Kernelisation options:
"distance"
: return dissimilarities directly (default for transparent interpretation)."similarity"
: convert to similarity in 0,1 by1 - scaled_distance
."gaussian"
: Gaussian kernel \(K = exp(-D^2 / (2\sigma^2))\), with automatic \(\sigma\) as the median non-zero distance if not supplied.
Examples
# --- Minimal, reproducible examples ---------------------------------------
set.seed(1)
# Toy trait table: first column is species name (3 residents + 2 invaders)
traits <- data.frame(
species = c("sp1","sp2","sp3","inv1","inv2"),
body_size = c(10, 12, 8, 11, 9), # numeric
diet = factor(c("herb","herb","omn","omn","herb")), # factor
activity = c(0.2, 0.8, 0.5, 0.6, 0.4) # numeric
)
# Long table of predicted resident abundances across 4 sites
sites <- paste0("s", 1:4)
predDF <- expand.grid(site_id = sites, species = traits$species,
KEEP.OUT.ATTRS = FALSE, stringsAsFactors = FALSE)
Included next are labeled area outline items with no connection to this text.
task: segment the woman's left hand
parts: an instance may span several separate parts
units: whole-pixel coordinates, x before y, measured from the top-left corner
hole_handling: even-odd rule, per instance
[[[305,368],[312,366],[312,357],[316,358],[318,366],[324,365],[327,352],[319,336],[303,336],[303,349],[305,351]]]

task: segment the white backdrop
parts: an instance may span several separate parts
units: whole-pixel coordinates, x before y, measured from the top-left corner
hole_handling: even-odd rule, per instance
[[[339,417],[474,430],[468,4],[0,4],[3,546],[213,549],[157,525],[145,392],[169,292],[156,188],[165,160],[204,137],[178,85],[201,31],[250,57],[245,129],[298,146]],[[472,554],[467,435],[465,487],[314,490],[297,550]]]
predDF$pred <- rexp(nrow(predDF), rate = 1)
# --- 1) Plain distance (default): Gower dissimilarities --------------------
res_dist <- compute_interaction_strength(
traits = traits,
predDF = predDF,
method = "gower",
kernel = "distance"
)
#> Error in predDF %>% dplyr::filter(species %in% residents) %>% dplyr::select(species, site_id, pred) %>% tidyr::pivot_wider(names_from = site_id, values_from = pred) %>% tibble::column_to_rownames("species") %>% as.matrix(): could not find function "%>%"
# Inspect
round(res_dist$raw_distance, 3)
#> Error: object 'res_dist' not found
round(res_dist$g_all, 3) # same as raw distances for kernel = "distance"
#> Error: object 'res_dist' not found
res_dist$Nstar[, 1:2] # first two sites (residents x sites)
#> Error: object 'res_dist' not found
# --- 2) Similarity in [0,1] (1 - scaled distance) --------------------------
res_sim <- compute_interaction_strength(
traits = traits,
predDF = predDF,
kernel = "similarity",
standardise = TRUE # scale distances to [0,1] before 1 - D
)
#> Error in predDF %>% dplyr::filter(species %in% residents) %>% dplyr::select(species, site_id, pred) %>% tidyr::pivot_wider(names_from = site_id, values_from = pred) %>% tibble::column_to_rownames("species") %>% as.matrix(): could not find function "%>%"
round(res_sim$g_all, 3) # higher = more similar (stronger interaction)
#> Error: object 'res_sim' not found
# --- 3) Gaussian kernel on distances ---------------------------------------
# sigma chosen automatically as median non-zero distance
res_gauss <- compute_interaction_strength(
traits = traits,
predDF = predDF,
kernel = "gaussian" # K = exp(-D^2 / (2*sigma^2))
)
#> Error in predDF %>% dplyr::filter(species %in% residents) %>% dplyr::select(species, site_id, pred) %>% tidyr::pivot_wider(names_from = site_id, values_from = pred) %>% tibble::column_to_rownames("species") %>% as.matrix(): could not find function "%>%"
round(res_gauss$g_all, 3)
#> Error: object 'res_gauss' not found
res_gauss$sigma # bandwidth actually used
#> Error: object 'res_gauss' not found
# --- 4) Sparsify to a k-NN graph (here k = 2), symmetrised -----------------
res_sparse <- compute_interaction_strength(
traits = traits,
predDF = predDF,
kernel = "similarity",
standardise = TRUE,
sparsify_k = 2
)
#> Error in predDF %>% dplyr::filter(species %in% residents) %>% dplyr::select(species, site_id, pred) %>% tidyr::pivot_wider(names_from = site_id, values_from = pred) %>% tibble::column_to_rownames("species") %>% as.matrix(): could not find function "%>%"
round(res_sparse$g_all, 3) # only each species' 2 strongest links retained
#> Error: object 'res_sparse' not found
# Notes:
# - Residents are inferred as species whose names do NOT start with "inv".
# - For mixed traits, Gower ("gower") is recommended; keep `standardise = TRUE`
# when converting to similarity or when kernelising.